The Chicago Bears, the franchise that gave us the intimidating and sometimes profane presences of Halas, Ditka, Butkus and Urlacher, seem inclined to hire a soft-spoken offensive coach to run their team. They could do worse than choosing one of the candidates with ties to Minnesota.
Former Vikings assistants Darrell Bevell and Marc Trestman are thought to be finalists along with Colts offensive coordinator Bruce Arians. If Bears General Manager Phil Emery avoided bribing college coaches or chasing big names in favor of identifying Bevell and Trestman as prime candidates, he is to be commended for doing his homework and playing against Chicago stereotypes.
There is no reason for the Bears to hire another defensive coach who projects an aura of toughness. What they really need is an offensive coach who can coax a career season out of quarterback Jay Cutler.
''Mike Martz got Cutler killed for a couple of years,'' said former Vikings quarterback Rich Gannon, mentioning the former Bears offensive coordinator. ''Mike Tice is a good football coach, but he didn't have much experience as a play-caller. The Bears should have been much better. Something's not right there.
''You look at their rosters: Between the Bears and the Packers, the difference is in the consistency of production at the quarterback position. What Cutler needs is somebody who can push him and relate to him and get on the same page with him.''
Bevell was the Vikings' offensive coordinator when Brett Favre had his most efficient season, and this year he helped third-round draft pick Russell Wilson become one of the NFL's best quarterbacks as a rookie.
Trestman is the most intriguing of the candidates because of the circuitous nature of his quest to become an NFL head coach. At 57, he might not get many more chances.
Raised in St. Louis Park, Trestman was a member of the Gophers football team. He transferred to Minnesota State Moorhead to play quarterback as a senior.

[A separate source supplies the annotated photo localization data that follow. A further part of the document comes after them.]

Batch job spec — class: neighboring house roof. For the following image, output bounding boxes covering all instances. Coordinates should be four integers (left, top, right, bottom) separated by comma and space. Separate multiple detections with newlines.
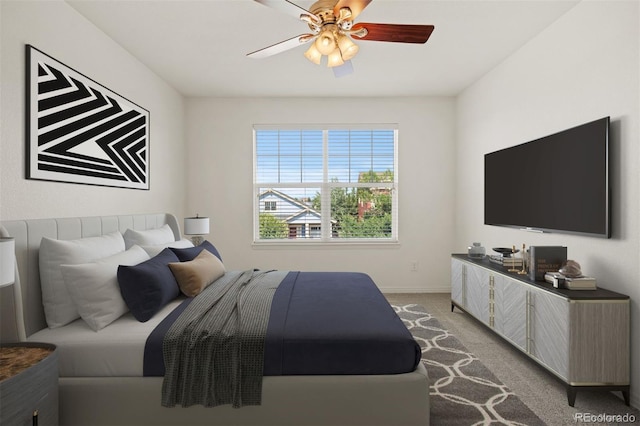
258, 189, 321, 224
286, 210, 321, 224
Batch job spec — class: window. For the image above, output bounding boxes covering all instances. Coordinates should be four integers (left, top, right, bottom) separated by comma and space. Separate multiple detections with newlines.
254, 125, 398, 243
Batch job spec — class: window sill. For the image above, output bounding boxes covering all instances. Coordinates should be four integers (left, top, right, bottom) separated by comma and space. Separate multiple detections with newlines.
252, 239, 400, 249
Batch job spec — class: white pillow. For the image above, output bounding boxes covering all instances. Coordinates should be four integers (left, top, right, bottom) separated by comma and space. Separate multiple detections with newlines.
61, 246, 150, 331
123, 224, 175, 249
39, 232, 125, 328
140, 238, 194, 257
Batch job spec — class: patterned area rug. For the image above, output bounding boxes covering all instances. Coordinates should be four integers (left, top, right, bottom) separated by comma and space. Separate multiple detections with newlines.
394, 304, 545, 426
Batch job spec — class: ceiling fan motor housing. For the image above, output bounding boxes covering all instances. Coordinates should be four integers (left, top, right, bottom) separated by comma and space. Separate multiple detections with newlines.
310, 0, 339, 21
308, 0, 355, 31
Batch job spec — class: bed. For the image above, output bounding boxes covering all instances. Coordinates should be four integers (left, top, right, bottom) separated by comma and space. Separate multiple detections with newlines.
0, 213, 429, 426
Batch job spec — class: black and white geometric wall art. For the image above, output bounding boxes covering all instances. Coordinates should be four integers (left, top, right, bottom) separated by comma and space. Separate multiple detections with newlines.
26, 45, 150, 190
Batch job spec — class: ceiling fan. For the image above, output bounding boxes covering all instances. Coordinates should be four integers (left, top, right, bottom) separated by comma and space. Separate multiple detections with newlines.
247, 0, 434, 74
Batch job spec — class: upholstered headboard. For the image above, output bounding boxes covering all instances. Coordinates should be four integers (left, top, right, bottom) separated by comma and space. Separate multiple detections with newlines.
0, 213, 181, 342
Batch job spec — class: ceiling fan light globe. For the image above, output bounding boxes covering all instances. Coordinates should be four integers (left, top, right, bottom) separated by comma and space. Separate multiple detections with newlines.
327, 48, 345, 67
337, 35, 359, 60
315, 30, 336, 55
304, 43, 322, 65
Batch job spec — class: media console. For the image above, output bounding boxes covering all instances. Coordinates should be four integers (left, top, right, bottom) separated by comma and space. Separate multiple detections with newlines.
451, 254, 630, 406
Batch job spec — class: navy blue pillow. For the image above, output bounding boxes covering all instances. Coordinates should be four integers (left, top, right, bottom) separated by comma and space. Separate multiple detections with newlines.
170, 240, 222, 262
117, 248, 181, 322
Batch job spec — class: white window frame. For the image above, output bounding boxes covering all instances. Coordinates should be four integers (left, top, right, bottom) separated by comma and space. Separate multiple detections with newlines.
253, 124, 399, 245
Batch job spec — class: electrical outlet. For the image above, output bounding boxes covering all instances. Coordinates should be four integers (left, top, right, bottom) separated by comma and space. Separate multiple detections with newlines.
410, 261, 418, 271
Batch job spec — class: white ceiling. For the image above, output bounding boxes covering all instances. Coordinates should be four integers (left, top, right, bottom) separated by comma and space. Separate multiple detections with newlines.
66, 0, 580, 98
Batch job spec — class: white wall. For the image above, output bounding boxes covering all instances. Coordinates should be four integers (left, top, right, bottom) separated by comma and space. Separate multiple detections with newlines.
186, 97, 456, 292
456, 0, 639, 407
0, 0, 186, 221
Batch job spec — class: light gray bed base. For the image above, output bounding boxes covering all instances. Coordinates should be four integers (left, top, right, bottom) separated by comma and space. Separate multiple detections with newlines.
0, 213, 430, 426
60, 369, 430, 426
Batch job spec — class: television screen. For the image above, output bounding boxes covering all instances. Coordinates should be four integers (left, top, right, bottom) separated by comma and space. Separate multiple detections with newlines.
484, 117, 610, 238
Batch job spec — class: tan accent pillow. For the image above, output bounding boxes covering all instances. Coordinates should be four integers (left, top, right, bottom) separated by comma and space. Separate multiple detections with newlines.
168, 249, 225, 297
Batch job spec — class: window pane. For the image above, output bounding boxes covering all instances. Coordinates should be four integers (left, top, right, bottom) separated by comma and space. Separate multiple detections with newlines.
372, 158, 394, 174
255, 130, 278, 156
327, 129, 395, 183
329, 186, 393, 238
279, 130, 301, 156
302, 132, 323, 156
255, 127, 396, 242
257, 187, 322, 239
301, 131, 322, 182
256, 130, 322, 184
350, 130, 373, 161
302, 156, 323, 181
328, 156, 349, 182
279, 156, 301, 182
373, 131, 395, 154
256, 156, 278, 183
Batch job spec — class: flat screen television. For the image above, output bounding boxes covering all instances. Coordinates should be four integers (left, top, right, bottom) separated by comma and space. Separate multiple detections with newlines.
484, 117, 610, 238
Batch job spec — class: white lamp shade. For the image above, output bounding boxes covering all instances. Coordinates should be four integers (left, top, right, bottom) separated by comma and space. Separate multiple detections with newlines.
184, 216, 210, 236
0, 237, 15, 287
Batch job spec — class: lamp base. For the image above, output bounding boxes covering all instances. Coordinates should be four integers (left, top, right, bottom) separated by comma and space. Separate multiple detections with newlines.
189, 236, 204, 246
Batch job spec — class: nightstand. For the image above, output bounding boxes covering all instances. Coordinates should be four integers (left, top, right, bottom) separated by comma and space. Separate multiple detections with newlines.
0, 343, 58, 426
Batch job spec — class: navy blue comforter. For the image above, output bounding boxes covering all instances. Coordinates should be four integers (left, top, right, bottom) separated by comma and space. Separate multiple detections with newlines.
144, 271, 420, 377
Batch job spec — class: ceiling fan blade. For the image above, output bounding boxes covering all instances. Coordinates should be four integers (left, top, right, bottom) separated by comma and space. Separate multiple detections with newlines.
253, 0, 313, 21
333, 0, 372, 21
247, 34, 315, 59
351, 23, 435, 44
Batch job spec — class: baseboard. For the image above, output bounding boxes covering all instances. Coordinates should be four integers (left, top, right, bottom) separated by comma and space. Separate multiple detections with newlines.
380, 287, 451, 294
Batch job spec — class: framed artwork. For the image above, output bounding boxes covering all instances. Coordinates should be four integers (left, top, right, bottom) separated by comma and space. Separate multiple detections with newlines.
26, 45, 150, 190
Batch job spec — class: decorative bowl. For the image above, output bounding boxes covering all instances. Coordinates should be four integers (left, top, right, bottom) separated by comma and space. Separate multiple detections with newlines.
492, 247, 519, 257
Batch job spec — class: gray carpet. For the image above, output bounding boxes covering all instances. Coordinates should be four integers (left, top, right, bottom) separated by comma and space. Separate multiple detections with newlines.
394, 304, 545, 426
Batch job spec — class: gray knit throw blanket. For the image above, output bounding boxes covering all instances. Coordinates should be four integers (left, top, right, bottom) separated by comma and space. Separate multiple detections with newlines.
161, 269, 287, 408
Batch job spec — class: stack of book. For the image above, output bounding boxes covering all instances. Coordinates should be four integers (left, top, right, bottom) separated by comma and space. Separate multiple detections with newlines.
565, 276, 597, 290
544, 273, 597, 290
489, 255, 524, 268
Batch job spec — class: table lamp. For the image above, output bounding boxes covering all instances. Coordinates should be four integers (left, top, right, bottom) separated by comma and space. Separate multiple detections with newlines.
184, 215, 209, 246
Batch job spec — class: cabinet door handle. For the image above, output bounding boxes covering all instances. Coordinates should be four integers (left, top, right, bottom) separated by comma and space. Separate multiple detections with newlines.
526, 291, 531, 354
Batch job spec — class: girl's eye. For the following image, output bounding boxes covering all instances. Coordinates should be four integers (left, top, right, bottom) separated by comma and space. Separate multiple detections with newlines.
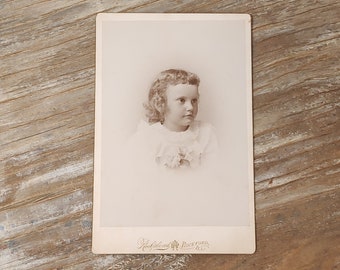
179, 98, 185, 103
192, 99, 198, 104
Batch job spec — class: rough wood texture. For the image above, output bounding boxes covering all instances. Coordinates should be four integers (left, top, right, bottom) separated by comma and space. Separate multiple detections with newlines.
1, 0, 339, 269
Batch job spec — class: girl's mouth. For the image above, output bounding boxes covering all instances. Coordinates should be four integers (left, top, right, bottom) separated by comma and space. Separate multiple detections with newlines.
183, 115, 194, 121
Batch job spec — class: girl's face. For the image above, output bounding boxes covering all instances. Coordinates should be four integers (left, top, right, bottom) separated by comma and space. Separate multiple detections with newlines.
163, 84, 199, 132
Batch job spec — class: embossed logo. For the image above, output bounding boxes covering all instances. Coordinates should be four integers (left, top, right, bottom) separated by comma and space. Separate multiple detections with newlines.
137, 238, 210, 252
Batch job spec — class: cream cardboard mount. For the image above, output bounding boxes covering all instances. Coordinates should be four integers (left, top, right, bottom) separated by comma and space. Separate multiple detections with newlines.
93, 13, 255, 254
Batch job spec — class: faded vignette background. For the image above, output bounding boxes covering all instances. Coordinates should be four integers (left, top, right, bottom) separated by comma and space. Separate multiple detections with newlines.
99, 17, 251, 227
1, 0, 338, 269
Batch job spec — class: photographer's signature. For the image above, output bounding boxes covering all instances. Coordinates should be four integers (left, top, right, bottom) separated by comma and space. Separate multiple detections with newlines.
137, 238, 210, 252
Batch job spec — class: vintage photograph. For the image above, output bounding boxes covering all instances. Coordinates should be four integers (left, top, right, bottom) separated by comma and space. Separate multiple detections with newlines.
93, 13, 255, 254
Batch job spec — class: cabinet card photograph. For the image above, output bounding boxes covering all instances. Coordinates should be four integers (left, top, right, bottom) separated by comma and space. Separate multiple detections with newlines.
93, 13, 255, 254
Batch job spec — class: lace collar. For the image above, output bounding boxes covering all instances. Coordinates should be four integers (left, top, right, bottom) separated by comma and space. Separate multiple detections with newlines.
151, 121, 200, 143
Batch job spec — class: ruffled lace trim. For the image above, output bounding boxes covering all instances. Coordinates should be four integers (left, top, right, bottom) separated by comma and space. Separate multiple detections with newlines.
152, 122, 203, 168
135, 120, 207, 169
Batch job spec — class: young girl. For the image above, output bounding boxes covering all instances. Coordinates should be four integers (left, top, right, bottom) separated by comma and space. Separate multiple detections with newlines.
116, 69, 222, 226
127, 69, 218, 170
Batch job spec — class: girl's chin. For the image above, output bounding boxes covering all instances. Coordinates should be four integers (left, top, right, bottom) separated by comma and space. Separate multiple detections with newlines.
179, 120, 194, 130
183, 117, 194, 125
163, 118, 195, 132
175, 123, 191, 132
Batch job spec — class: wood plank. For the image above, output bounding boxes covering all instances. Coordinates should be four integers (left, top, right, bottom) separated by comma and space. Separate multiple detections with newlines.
1, 0, 339, 269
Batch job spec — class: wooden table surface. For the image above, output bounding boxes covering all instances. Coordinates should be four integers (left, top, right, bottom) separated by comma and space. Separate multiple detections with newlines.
1, 0, 339, 269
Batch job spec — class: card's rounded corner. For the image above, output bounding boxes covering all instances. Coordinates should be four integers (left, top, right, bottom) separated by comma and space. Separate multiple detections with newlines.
248, 243, 256, 254
243, 14, 252, 24
91, 245, 102, 255
96, 13, 107, 22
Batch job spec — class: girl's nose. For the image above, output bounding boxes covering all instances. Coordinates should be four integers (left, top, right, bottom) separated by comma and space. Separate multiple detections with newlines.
185, 101, 193, 111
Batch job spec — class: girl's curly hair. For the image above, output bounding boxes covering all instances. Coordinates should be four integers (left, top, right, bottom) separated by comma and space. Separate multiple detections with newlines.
144, 69, 200, 123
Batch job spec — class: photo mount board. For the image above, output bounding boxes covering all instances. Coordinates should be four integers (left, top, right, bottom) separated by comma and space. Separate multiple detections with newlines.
93, 13, 255, 254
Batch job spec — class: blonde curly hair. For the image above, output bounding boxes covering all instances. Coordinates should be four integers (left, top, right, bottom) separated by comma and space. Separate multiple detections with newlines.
144, 69, 200, 123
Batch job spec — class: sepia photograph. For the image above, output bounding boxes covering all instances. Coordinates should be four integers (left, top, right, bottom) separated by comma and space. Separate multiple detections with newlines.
93, 13, 255, 254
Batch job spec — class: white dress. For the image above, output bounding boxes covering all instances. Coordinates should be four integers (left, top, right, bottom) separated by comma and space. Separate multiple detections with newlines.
109, 121, 228, 226
126, 120, 219, 170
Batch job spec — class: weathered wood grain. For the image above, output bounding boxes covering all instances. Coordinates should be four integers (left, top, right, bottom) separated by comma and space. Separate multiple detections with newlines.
1, 0, 339, 269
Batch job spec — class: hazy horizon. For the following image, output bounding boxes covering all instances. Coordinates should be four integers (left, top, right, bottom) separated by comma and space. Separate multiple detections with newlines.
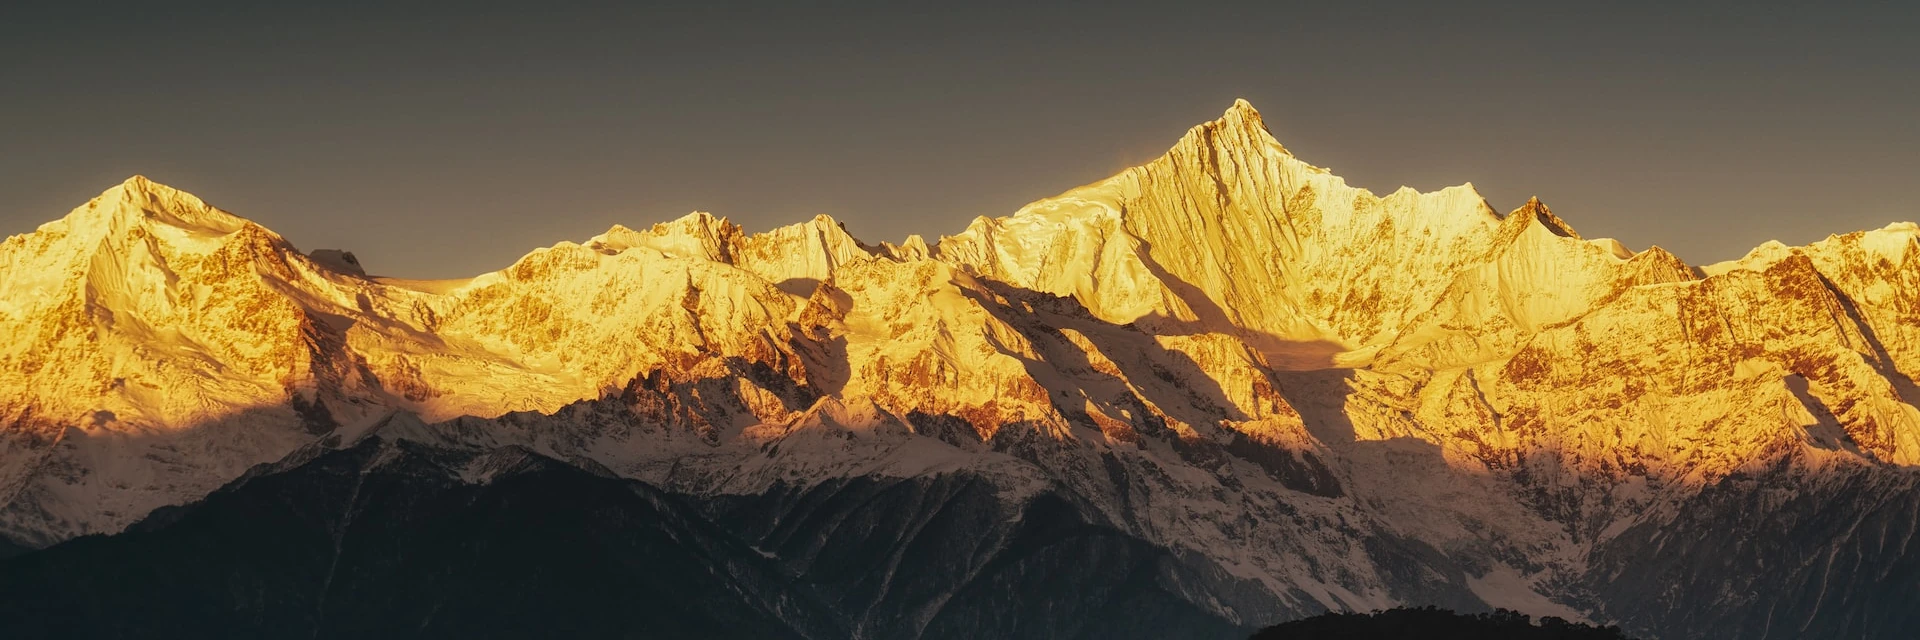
4, 1, 1916, 279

He went to training camp with the Vikings in 1978 and '79. In 1981, he started his coaching career at the University of Miami, where he also earned a law degree. Twice he worked as an assistant coach for the Vikings. During his NFL coaching career, he was an offensive coordinator four times with dramatic results.
He worked with Gannon in 1990-91 as the Vikings quarterbacks coach and again as the Raiders' offensive coordinator from 2001-2003. In 2002, Gannon, given up on by the Vikings, Redskins and Chiefs, became the NFL's MVP and played in the Super Bowl.
''You look at who's getting hired, and it's amazing,'' Gannon said. ''Mike McCoy in San Diego. Look at what Buffalo did with Doug Marrone. Look at Marc's experience and credentials, and I say, 'Why not Marc?'
''His first year on the job with four different teams, he was the coordinator who took them to the playoffs. Bernie Kosar played great for him. Steve Young had an amazing season working with him -- led the league in passing. Jake Plummer in Arizona put together good seasons. I had my greatest success with Marc in Oakland. Then you look at what he did in Canada.''
Perhaps frustrated by the lack of NFL head coaching offers, Trestman became head coach of the Alouettes in 2008. In 2009, he was named CFL coach of the year while winning the first of two consecutive Grey Cups.
''My guess is his presentation blew Emery away,'' Gannon said.
"He's very organized, very detail- oriented. When you look at his system of football offensively, he sees the game through the eyes of a quarterback when he calls plays.
''I just think he's an ultra-talented coach. I thought San Diego would be a good fit for him. Chicago would be good, too. He could keep the defensive staff together and just come in and get Cutler going.''
I covered Trestman and Bevell. They're smart, personable people who relate well to quarterbacks. Either could succeed in Chicago, but if there is any justice in the coaching profession, this should be Trestman's time.